The closure of the Vestas wind turbine factory "makes no sense from a green or a labour perspective", the workers said.

The workers called on Vestas "to keep the factories open, saving jobs and offering those who want to leave a better redundancy deal".

If Vestas refuses, then they call "on the government to intervene to save jobs at Vestas — through nationalisation if that is what it takes — to show that it is serious about saving the planet".

A Vestas worker told British Socialist Worker on July 21: "We've occupied our factory to save our jobs — and to save the planet. Six hundred people work here. That many jobs going will have a devastating effect ...

"We need renewable energy if we're going to stop global warming. When the government says it wants green energy and green jobs, it's criminal that it's closing Vestas ...

"We decided we were going to go for it. People thought, 'It's now or never'. We went in as two teams, from both sides of the factory. All of the doors were locked — apart from the front door!"

In response, Vestas management built a steel fence around the plant and threatened to not allow food into the factory until the workers ended the occupation.
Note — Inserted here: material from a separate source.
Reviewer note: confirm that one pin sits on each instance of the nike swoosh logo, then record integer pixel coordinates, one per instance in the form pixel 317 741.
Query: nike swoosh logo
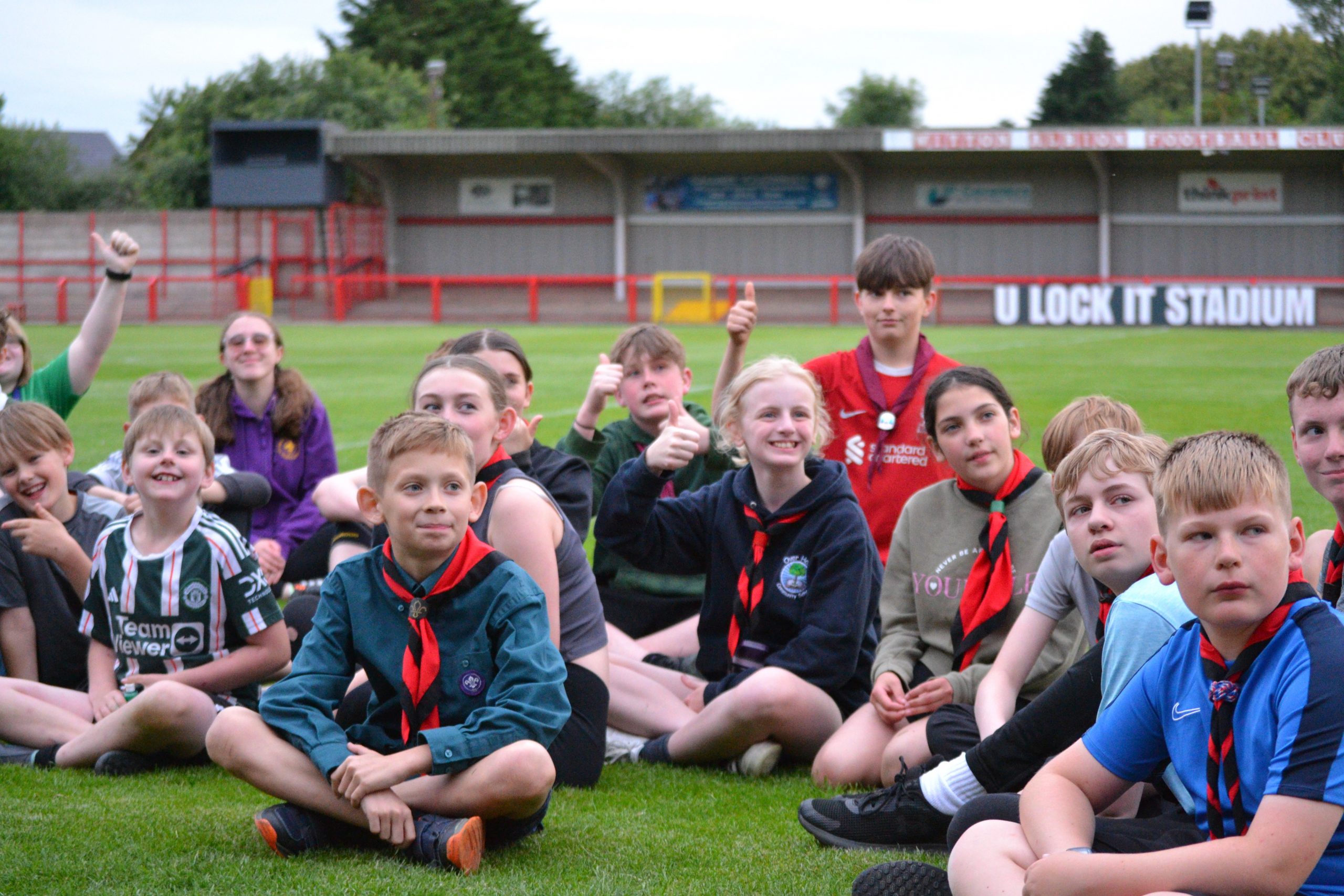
pixel 1178 714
Riot police arrested supporters who tried to smuggle food inside.

By July 23, Vestas backed down and food deliveries to the plant resumed.

Vestas has served the occupying workers with papers charging them with aggravated trespass. The company has also said the workers have been officially fired and will not be paid redundancies owed to them.

In an opinion piece in the July 23 British Guardian, British government climate change secretary Ed Miliband said, "there must be a strategy for the Isle of Wight to do all we can to help and there is.

"Not just support for the workers who are losing their jobs, but a strategy to work with Vestas."

However, he has refused to endorse the one strategy — nationalisation — that might hurt the profits of a single greedy company, but would save the wind turbine plant from closure.